I'm having problems with python code that uses pytorch. The details are a bit complicated (the code is part of a quantum mechanical calculation) but the code structure is very straightforward and looks more or less like this:
# p is a batch containing 100000 sets of momenta.
# Each set contains four vectors in 3 dimensions.
p = momenta[startbatch : endbatch]
# p.shape : (100000 , 4 , 3)
# It should be easy to parallelize the following
# with respect to the first index of `p`:
result = 1.0 # * <complicated expression involving p>
# result.shape : (100000 , 16 , 16)
The same calculation <complicated expression involving p> is performed for, say, a 100000 sets of momenta. Parallelizing this using Fortran would involve adding a simple !$omp parallel do.
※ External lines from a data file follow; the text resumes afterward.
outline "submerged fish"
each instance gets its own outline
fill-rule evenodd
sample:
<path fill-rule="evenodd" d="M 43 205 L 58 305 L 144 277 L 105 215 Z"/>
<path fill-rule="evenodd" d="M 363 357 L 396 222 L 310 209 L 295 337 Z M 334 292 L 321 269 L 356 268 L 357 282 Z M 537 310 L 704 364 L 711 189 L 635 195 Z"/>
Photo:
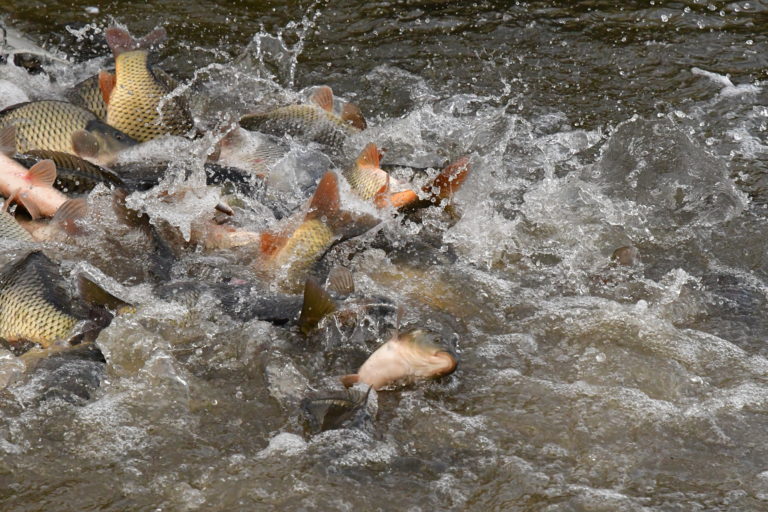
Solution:
<path fill-rule="evenodd" d="M 0 111 L 0 130 L 5 144 L 19 153 L 59 151 L 100 165 L 113 163 L 121 150 L 136 145 L 92 112 L 56 100 L 20 103 Z"/>
<path fill-rule="evenodd" d="M 43 160 L 27 169 L 0 151 L 0 194 L 6 198 L 5 209 L 17 201 L 33 219 L 52 217 L 67 200 L 53 188 L 55 181 L 56 166 L 52 161 Z"/>
<path fill-rule="evenodd" d="M 269 174 L 270 168 L 281 158 L 288 149 L 269 136 L 256 137 L 242 128 L 227 132 L 215 147 L 210 160 L 221 165 L 237 167 L 253 173 L 259 178 Z"/>
<path fill-rule="evenodd" d="M 309 103 L 279 107 L 269 112 L 247 114 L 240 126 L 247 130 L 282 136 L 286 133 L 306 140 L 340 146 L 347 137 L 364 130 L 360 109 L 351 103 L 334 110 L 333 91 L 318 87 Z"/>
<path fill-rule="evenodd" d="M 367 391 L 348 389 L 316 398 L 304 398 L 299 406 L 311 433 L 367 427 L 373 419 L 368 411 L 371 389 L 369 386 Z"/>
<path fill-rule="evenodd" d="M 84 279 L 79 284 L 81 290 L 95 286 Z M 7 342 L 32 342 L 46 348 L 78 334 L 93 334 L 111 319 L 102 314 L 105 311 L 96 313 L 72 300 L 58 265 L 40 251 L 0 271 L 0 338 Z M 77 332 L 76 325 L 88 320 L 94 323 Z"/>
<path fill-rule="evenodd" d="M 73 105 L 90 110 L 102 121 L 107 121 L 107 104 L 104 103 L 104 95 L 99 88 L 99 75 L 76 83 L 64 96 Z"/>
<path fill-rule="evenodd" d="M 345 375 L 345 386 L 363 382 L 379 390 L 395 384 L 448 375 L 456 369 L 457 356 L 446 349 L 437 334 L 414 329 L 395 335 L 379 347 L 354 375 Z"/>
<path fill-rule="evenodd" d="M 29 231 L 16 222 L 13 215 L 6 211 L 0 211 L 0 240 L 13 240 L 16 242 L 33 242 Z"/>
<path fill-rule="evenodd" d="M 381 153 L 375 144 L 365 146 L 352 167 L 343 175 L 352 190 L 366 201 L 383 208 L 423 207 L 440 204 L 456 191 L 469 174 L 469 158 L 461 157 L 446 166 L 432 182 L 422 188 L 421 197 L 408 184 L 392 178 L 381 168 Z M 400 190 L 398 190 L 400 189 Z"/>
<path fill-rule="evenodd" d="M 77 221 L 88 213 L 85 198 L 68 199 L 50 220 L 16 221 L 36 242 L 58 240 L 80 232 Z"/>
<path fill-rule="evenodd" d="M 64 54 L 45 50 L 28 36 L 2 21 L 0 23 L 0 57 L 11 57 L 18 65 L 19 58 L 28 59 L 30 56 L 49 62 L 69 63 Z"/>
<path fill-rule="evenodd" d="M 115 56 L 115 74 L 99 73 L 107 122 L 140 142 L 166 134 L 188 135 L 194 123 L 186 100 L 169 96 L 175 83 L 148 63 L 150 47 L 166 38 L 165 30 L 136 40 L 126 30 L 112 27 L 105 36 Z"/>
I'm using python partially as a learning opportunity and partially because I wold later like to automatically calculate gradients with respect to some parameters. Unfortunately, when measuring the performance of the code I get the following relationship between execution time and number of cores used:

Since memory is plentiful and the calculation can be easily parallelized along the first index of p I would expect that this relationship would instead be much more strongly decreasing. For instance at 20 threads I would expect the execution time to be around 7 seconds: 1/20 of the single thread time.
I'm guessing the automatic parallelization of <complicated expression involving p> is not optimal. Is it possible to specify explicitly, that the calculation needs to be performed in parallel for each i in p[i , : , :]? I could run 20 (or more) python threads and in each run <complicated expression involving p> with threads == interop threads == 1 but I'm hoping there is a simpler / more elegant solution.
Tips, comments would be greatly appreciated.
PS For a single thread the performance is similar to Fortran.